### Tensorflow CNN with my own pre-trained vectors (by CBOW)
- CBOW embeddings come from Tensorflow generated embeddings
- Tensorflow
- Modeled from: https://github.com/huseinzol05/Text-Classification-Comparison/blob/master/Deep-learning/cnn-vector.ipynb

In [1]:
%load_ext autoreload
%autoreload 2

In [2]:
import pandas as pd
import numpy as np
from sklearn import preprocessing, metrics, decomposition, pipeline, dummy
from nltk.tokenize import TweetTokenizer
import os

import tensorflow as tf
os.environ['CUDA_VISIBLE_DEVICES'] = ''


import helpers.preprocessing as prep
import helpers.regprep as regprep
# to perform evaluations (new one - mines)
import helpers.evaluate as ev
evaluator = ev.Evaluate()
import matplotlib.pyplot as plt
%matplotlib inline
import helpers.pickle_helpers as ph
import gensim
from gensim.models import KeyedVectors
import time
import math
from sklearn.cross_validation import train_test_split
import re
import helpers.husein as H



### Data Preparation

In [3]:
train_data = ph.load_from_pickle(directory="data/husein_emotion/emotion-english/merged_training.pkl")

In [4]:
train_data.text = train_data.text.apply(lambda d: H.clearstring(d))

In [5]:
train_data, test_data, val_data = prep.split_original(train_data, 20)

In [6]:
### Sampling
train_data = train_data.sample(n=10000, random_state=10).copy()
test_data = test_data.sample(n=10000, random_state=10).copy()
val_data = val_data.sample(n=10000, random_state=10).copy()

### Pre-trained word embeddings

In [7]:
### load word embeddings and accompanying vocabulary
wv = ph.load_from_pickle("data/husein_emotion/tf_embeddings/tf_cbow_embeddings.p")
vocab = ph.load_from_pickle("data/husein_emotion/tf_embeddings/tf_cbow_dictionary.p")

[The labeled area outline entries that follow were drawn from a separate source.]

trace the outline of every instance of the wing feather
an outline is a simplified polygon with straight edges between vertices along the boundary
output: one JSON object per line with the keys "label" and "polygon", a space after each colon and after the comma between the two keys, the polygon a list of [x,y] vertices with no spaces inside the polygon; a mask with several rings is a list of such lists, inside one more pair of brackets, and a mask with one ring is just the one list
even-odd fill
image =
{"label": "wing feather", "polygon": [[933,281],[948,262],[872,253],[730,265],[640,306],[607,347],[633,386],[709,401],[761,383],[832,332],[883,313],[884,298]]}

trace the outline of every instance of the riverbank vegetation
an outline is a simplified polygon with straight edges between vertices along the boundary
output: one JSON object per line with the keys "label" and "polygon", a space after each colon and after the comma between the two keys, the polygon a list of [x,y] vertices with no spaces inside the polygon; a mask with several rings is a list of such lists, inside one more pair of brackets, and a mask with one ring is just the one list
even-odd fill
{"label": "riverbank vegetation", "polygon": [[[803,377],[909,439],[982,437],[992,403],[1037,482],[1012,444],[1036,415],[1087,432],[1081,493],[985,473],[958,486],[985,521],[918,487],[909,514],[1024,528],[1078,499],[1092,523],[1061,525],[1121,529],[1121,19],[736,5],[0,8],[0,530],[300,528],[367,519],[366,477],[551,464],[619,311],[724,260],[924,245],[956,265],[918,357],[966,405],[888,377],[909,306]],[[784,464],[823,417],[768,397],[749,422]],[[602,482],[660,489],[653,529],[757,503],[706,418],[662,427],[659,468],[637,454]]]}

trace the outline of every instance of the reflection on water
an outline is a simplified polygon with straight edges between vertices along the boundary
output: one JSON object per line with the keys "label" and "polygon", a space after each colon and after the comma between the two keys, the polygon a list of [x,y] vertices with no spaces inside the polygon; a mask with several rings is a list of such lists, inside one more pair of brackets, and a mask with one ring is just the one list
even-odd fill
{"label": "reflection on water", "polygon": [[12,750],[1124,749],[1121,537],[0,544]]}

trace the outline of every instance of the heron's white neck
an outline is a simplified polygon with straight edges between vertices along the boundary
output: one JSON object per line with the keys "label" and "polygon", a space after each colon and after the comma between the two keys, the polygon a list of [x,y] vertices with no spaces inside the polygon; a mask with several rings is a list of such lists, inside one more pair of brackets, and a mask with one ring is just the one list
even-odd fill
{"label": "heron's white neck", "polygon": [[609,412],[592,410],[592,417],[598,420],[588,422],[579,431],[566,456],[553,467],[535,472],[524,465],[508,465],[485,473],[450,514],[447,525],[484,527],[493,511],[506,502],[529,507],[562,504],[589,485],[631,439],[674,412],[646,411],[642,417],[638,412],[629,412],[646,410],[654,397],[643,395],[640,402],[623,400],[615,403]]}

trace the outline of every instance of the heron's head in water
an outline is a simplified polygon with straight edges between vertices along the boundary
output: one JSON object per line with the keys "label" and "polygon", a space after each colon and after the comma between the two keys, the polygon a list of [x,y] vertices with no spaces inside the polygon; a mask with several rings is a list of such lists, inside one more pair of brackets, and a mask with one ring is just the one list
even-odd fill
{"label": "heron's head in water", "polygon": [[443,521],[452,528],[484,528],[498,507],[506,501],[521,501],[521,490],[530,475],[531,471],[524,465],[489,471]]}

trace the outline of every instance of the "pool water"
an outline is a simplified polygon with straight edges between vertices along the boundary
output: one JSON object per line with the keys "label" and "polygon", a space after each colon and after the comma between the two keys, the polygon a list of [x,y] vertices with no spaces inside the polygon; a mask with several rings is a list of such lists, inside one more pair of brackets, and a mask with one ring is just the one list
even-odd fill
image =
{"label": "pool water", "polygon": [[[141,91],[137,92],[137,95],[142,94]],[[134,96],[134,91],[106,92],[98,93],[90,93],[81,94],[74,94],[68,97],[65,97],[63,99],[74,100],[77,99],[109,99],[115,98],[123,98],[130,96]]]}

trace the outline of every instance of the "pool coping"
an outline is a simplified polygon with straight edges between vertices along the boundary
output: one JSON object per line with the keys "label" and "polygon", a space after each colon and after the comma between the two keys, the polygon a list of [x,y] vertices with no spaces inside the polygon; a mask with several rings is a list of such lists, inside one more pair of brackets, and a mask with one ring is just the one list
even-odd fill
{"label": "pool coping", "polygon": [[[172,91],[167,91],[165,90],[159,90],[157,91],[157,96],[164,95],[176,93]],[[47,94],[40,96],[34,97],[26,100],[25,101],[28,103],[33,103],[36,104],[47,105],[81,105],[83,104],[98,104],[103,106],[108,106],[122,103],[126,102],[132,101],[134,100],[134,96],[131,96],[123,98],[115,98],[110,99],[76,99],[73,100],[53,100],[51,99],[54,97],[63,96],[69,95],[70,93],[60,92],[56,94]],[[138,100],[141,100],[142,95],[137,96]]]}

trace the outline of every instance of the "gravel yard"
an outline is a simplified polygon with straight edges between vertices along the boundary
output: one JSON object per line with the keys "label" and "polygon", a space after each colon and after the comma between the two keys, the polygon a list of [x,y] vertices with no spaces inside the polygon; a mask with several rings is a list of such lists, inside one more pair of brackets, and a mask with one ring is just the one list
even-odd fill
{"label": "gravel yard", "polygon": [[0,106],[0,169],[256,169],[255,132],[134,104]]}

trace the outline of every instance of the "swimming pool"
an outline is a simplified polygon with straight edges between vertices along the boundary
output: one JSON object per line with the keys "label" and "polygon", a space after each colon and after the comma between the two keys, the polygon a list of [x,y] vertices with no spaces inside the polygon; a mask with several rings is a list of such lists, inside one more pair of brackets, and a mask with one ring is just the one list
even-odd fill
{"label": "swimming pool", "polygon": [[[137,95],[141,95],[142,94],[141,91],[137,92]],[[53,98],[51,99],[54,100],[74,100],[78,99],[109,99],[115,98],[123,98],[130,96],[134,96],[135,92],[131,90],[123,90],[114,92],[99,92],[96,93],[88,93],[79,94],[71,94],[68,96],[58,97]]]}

### Tokenization and Label Binarization

In [8]:
def remove_unknown_words(tokens):
    return [t for t in tokens if t in vocab]

def check_size(c, size):
    if len(c) <= size:
        return False
    else:
        return True
    
### tokens and tokensize
train_data["tokens"] = train_data.text.apply(lambda t: remove_unknown_words(t.split()))
train_data["tokensize"] = train_data.tokens.apply(lambda t: len(t))
test_data["tokens"] = test_data.text.apply(lambda t: remove_unknown_words(t.split()))
test_data["tokensize"] = test_data.tokens.apply(lambda t: len(t))
val_data["tokens"] = val_data.text.apply(lambda t: remove_unknown_words(t.split()))
val_data["tokensize"] = val_data.tokens.apply(lambda t: len(t))


### filter by tokensize
train_data = train_data.loc[train_data["tokens"].apply(lambda d: check_size(d, 7)) != False].copy()
test_data = test_data.loc[test_data["tokens"].apply(lambda d: check_size(d, 7)) != False].copy()
val_data = val_data.loc[val_data["tokens"].apply(lambda d: check_size(d, 7)) != False].copy()

### sorting by tokensize (not needed for CNN because bucketing is not needed)
#train_data.sort_values(by="tokensize", ascending=True, inplace=True)
#test_data.sort_values(by="tokensize", ascending=True, inplace=True)
#val_data.sort_values(by="tokensize", ascending=True, inplace=True)

### resetting index
train_data.reset_index(drop=True, inplace=True);
test_data.reset_index(drop=True, inplace=True);
val_data.reset_index(drop=True, inplace=True);

### Binarization
emotions = list(set(train_data.emotions.unique()))
num_emotions = len(emotions)

# binarizer
mlb = preprocessing.MultiLabelBinarizer()

train_data_labels =  [set(emos) & set(emotions) for emos in train_data[['emotions']].values]
test_data_labels =  [set(emos) & set(emotions) for emos in test_data[['emotions']].values]
val_data_labels =  [set(emos) & set(emotions) for emos in val_data[['emotions']].values]

y_bin_emotions = mlb.fit_transform(train_data_labels)
test_y_bin_emotions = mlb.fit_transform(test_data_labels)
val_y_bin_emotions = mlb.fit_transform(val_data_labels)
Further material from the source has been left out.